Logo

8. Hukuk Dairesi2024/1306 E. 2025/1216 K.

Yapay Zeka Özeti

Uyuşmazlık: Kadastro çalışmaları sonucu davalı adına tespit edilen taşınmazlar üzerinde Hazine'nin mülkiyet iddiasının dayandığı tapu iptali ve tescil davası.

Gerekçe ve Sonuç: Mahkemece, uyulan bozma kararı doğrultusunda yapılan keşif ve bilirkişi incelemesi sonucunda, davalı murisinin zilyetlik koşullarını taşıdığı anlaşılan taşınmazların bir kısmı için davanın reddine, geri kalan kısmı için ise 3402 sayılı Kadastro Kanunu'na aykırılık nedeniyle davanın kabulüne karar verilmesi usul ve yasaya uygun bulunarak temyiz isteminin reddine karar verilmiştir.

Karar Metni

"İçtihat Metni"

MAHKEMESİ :Asliye Hukuk Mahkemesi

SAYISI : 2020/192 E., 2022/306 K.

KARAR : Davanın kısmen kabulüne kısmen reddine

Taraflar arasında görülen tapu iptali ve tescil davasında verilen karar hakkında yapılan temyiz incelemesi sonucunda, Yargıtay (Kapatılan) 20. Hukuk Dairesince İlk Derece Mahkemesince kararının bozulmasına karar verilmiştir.

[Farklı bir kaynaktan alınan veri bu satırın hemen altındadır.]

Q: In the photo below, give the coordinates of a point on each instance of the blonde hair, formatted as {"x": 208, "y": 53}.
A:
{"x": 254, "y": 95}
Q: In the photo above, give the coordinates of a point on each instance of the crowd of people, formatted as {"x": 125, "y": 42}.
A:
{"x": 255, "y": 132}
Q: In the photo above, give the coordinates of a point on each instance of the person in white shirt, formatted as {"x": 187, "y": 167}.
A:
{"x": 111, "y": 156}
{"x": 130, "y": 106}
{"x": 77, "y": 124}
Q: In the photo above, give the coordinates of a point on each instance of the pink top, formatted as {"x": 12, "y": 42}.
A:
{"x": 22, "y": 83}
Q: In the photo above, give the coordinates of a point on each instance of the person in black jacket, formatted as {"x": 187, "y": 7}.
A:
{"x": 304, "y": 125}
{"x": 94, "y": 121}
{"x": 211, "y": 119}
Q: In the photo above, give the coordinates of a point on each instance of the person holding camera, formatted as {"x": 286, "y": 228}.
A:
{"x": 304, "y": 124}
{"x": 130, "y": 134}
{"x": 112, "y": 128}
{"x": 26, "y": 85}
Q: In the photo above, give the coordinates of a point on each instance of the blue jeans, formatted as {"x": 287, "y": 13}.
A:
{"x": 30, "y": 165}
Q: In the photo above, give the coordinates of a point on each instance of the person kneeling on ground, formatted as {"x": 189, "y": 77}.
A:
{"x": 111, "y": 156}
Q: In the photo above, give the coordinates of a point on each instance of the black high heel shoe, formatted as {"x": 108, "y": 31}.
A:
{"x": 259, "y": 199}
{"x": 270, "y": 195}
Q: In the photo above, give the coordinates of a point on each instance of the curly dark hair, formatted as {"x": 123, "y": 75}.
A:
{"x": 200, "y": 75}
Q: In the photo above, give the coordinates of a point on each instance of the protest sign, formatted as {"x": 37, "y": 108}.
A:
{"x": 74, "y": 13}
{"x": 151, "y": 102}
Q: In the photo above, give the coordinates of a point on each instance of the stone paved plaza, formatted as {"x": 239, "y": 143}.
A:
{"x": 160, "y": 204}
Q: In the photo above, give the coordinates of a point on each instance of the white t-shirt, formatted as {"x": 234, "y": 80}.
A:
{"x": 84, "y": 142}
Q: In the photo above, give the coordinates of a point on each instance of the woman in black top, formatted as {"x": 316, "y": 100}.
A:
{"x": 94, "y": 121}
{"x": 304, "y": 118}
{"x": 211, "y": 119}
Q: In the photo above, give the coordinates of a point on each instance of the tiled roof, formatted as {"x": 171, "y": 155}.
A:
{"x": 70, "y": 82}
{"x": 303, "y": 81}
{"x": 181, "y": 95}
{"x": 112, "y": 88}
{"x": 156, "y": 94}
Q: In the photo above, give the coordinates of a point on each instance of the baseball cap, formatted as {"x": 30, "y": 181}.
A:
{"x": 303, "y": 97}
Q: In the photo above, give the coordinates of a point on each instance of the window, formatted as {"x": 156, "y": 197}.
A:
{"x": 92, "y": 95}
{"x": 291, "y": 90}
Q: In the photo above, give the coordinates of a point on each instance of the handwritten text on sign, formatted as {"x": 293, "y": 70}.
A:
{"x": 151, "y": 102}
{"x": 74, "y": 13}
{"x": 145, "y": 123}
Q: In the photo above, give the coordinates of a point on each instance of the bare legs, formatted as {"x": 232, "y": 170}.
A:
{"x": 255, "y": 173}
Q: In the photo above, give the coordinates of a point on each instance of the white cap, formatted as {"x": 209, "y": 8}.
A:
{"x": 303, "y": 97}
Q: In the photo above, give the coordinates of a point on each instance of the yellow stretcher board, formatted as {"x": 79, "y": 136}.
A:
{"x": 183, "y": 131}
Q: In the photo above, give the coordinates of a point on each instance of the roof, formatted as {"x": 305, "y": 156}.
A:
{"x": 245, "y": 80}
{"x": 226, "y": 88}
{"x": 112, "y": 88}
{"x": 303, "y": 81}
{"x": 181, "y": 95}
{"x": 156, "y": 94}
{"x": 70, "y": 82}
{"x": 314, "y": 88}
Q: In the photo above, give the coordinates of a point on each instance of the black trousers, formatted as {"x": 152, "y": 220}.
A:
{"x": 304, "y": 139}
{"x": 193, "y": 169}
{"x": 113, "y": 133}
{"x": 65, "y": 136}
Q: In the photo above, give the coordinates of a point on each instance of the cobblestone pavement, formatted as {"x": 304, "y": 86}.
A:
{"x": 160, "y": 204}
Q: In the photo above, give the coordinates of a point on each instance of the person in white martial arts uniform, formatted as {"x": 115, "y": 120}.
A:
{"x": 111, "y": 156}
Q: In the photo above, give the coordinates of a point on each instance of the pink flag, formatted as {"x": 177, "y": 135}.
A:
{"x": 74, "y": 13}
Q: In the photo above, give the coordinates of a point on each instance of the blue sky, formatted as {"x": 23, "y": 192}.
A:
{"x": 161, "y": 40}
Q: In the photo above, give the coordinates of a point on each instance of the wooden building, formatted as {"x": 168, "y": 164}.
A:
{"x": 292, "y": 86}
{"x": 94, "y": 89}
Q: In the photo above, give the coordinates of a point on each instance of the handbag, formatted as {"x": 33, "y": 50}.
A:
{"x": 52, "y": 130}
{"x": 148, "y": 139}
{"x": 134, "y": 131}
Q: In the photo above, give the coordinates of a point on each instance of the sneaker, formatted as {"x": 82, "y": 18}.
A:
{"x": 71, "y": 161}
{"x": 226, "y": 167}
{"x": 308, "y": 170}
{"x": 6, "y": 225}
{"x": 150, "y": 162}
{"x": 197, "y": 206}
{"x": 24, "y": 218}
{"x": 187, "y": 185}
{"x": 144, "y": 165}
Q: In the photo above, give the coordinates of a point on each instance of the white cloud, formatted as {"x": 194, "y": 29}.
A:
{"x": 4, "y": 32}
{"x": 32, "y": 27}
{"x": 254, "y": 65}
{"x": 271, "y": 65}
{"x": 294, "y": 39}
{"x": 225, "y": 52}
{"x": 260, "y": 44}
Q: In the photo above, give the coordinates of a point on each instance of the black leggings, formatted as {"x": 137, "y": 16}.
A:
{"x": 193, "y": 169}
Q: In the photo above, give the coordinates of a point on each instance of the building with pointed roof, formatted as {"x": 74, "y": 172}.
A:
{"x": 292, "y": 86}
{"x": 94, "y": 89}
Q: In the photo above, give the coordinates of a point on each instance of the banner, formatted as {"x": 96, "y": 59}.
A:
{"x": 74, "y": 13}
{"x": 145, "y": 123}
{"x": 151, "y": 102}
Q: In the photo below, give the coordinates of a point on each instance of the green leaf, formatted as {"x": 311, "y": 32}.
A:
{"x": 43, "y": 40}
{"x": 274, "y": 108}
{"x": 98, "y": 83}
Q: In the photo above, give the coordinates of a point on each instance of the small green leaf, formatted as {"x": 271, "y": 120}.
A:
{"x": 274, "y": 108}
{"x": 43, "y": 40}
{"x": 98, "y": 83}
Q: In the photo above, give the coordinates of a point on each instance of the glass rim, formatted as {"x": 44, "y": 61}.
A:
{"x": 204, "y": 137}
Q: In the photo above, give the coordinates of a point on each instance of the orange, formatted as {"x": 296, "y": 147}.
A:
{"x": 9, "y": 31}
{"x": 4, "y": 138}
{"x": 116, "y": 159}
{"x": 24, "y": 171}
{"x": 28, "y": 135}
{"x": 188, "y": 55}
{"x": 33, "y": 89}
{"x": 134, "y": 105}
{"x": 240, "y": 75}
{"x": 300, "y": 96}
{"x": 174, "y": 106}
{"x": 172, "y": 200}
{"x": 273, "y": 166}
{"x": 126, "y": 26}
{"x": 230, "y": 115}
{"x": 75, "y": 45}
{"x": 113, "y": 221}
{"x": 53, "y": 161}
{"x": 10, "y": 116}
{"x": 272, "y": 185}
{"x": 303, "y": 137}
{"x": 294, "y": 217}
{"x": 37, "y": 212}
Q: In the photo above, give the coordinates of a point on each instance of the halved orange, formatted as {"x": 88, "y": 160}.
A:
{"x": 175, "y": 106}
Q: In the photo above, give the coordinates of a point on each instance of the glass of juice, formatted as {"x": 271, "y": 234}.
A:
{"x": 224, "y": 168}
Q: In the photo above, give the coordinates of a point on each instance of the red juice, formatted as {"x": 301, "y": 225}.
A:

İlk Derece Mahkemesince bozmaya uyularak yeniden yapılan yargılama sonucunda; davanın kısmen kabulüne kısmen reddine karar verilmiştir.

İlk Derece Mahkemesi kararı davacı Hazine vekili tarafından temyiz edilmekle; kesinlik, süre, temyiz şartı ve diğer usul eksiklikleri yönünden yapılan ön inceleme sonucunda, temyiz dilekçesinin kabulüne karar verildikten ve Tetkik Hakimi tarafından hazırlanan rapor dinlendikten sonra dosyadaki belgeler incelenip gereği düşünüldü:

K A R A R

Davacı vekili dava dilekçesinde; Uşak ili Eşme ilçesi ... köyü sınırları içerisinde bulunan ve kadastro çalışmalarında aynı köyden ... ... oğlu ... adına tespit gören, 102 ada 111 ve 114 parsel, 105 ada 125 parsel, 106 ada 8 ve 9 parsel, 169 ada 7 parsel, 173 ada 5 ve 7 parsel sayılı taşınmazların toplam yüzölçümlerinin 142.450,59 m² olduğunun belirlendiğini, taşınmazların tamamının zilyetlik yolu ile tapusuz olarak tespit edildiğini, yapılan işlemin 3402 sayılı Kadastro Kanunu'nun (3402 sayılı Kanun) 14 üncü maddesine aykırı olduğunu, İdare personelinin zeminde yapmış olduğu tespitlerde, davalı adına tespit edilen 106 ada 8 ve 9 parsel sayılı taşınmazların boş vaziyette kullanılmadığının anlaşıldığını, bu taşınmazlarda zilyetlik koşullarının oluşmadığını belirterek, tapu kayıtlarının iptali ile Hazine adına tapuya kayıt ve tesciline karar verilmesini talep ve dava etmiştir.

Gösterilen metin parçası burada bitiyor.